Notions of illness change with time, geographical location, and culture. These perceptions are influenced and determined not only by cultural ideals, but also by a society’s medical system and the disease categories that physicians and medical insurers are willing to acknowledge. These changing notions of illness add to an impossibility to effectively communicate physical pain.

Human beings are organic matter; our bodies deteriorate and decay making pain and illness an inevitable part of the corporeal experience. Our relationship to medicine seems to be rooted in emotions of desperation and curiosity, perhaps due in part to fear of death, loss, and the unknown in American culture. Our current relationship to health and wellness and our flirtations with immortality are a direct result of this fear.

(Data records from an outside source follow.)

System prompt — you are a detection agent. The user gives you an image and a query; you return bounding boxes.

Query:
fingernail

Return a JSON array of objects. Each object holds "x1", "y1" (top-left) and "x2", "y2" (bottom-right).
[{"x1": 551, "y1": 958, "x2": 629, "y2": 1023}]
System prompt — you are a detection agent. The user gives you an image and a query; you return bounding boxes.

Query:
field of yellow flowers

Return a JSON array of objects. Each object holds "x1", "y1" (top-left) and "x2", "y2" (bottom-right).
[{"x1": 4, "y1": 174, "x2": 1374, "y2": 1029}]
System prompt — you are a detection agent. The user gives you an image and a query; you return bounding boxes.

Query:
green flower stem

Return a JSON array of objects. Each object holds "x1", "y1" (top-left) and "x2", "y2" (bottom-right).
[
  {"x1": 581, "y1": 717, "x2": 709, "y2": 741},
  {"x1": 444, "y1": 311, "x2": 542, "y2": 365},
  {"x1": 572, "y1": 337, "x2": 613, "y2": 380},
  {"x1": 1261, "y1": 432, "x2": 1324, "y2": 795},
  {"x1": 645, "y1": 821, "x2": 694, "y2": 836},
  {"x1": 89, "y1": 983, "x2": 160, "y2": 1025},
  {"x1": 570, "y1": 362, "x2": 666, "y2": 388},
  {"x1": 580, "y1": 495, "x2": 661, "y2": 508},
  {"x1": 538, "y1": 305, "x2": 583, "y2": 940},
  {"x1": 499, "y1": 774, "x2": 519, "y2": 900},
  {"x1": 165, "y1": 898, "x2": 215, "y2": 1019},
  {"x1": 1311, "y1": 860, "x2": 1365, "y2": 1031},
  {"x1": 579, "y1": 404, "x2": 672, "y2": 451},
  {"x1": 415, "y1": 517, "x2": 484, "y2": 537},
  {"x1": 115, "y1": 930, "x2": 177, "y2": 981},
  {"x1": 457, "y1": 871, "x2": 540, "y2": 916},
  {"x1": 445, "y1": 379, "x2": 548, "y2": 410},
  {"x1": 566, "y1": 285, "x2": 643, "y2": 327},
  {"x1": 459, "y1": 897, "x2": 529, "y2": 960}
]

Through my work, I romanticize our relationship to medicine, our vulnerability, and our fear by comparing contemporary western medicine with home remedies and medicinal rituals from other cultures. I am interested in the legitimization and acceptance of invasive procedures that include hardware, saws, hammers, lasers, and radiation, while procedures that entail the use of crystals, flowers, or feathers as the main tools in the healing process are considered bizarre and sometimes mythical, ultimately rendering them uninsurable.

One of my goals in this work is to blur the lines between ailment and remedy, as well as the lines between different medicinal practices and the verbal language used to describe them. The objects I make strive to acknowledge and communicate this othering and desperation through a visual language, when verbalization falls short.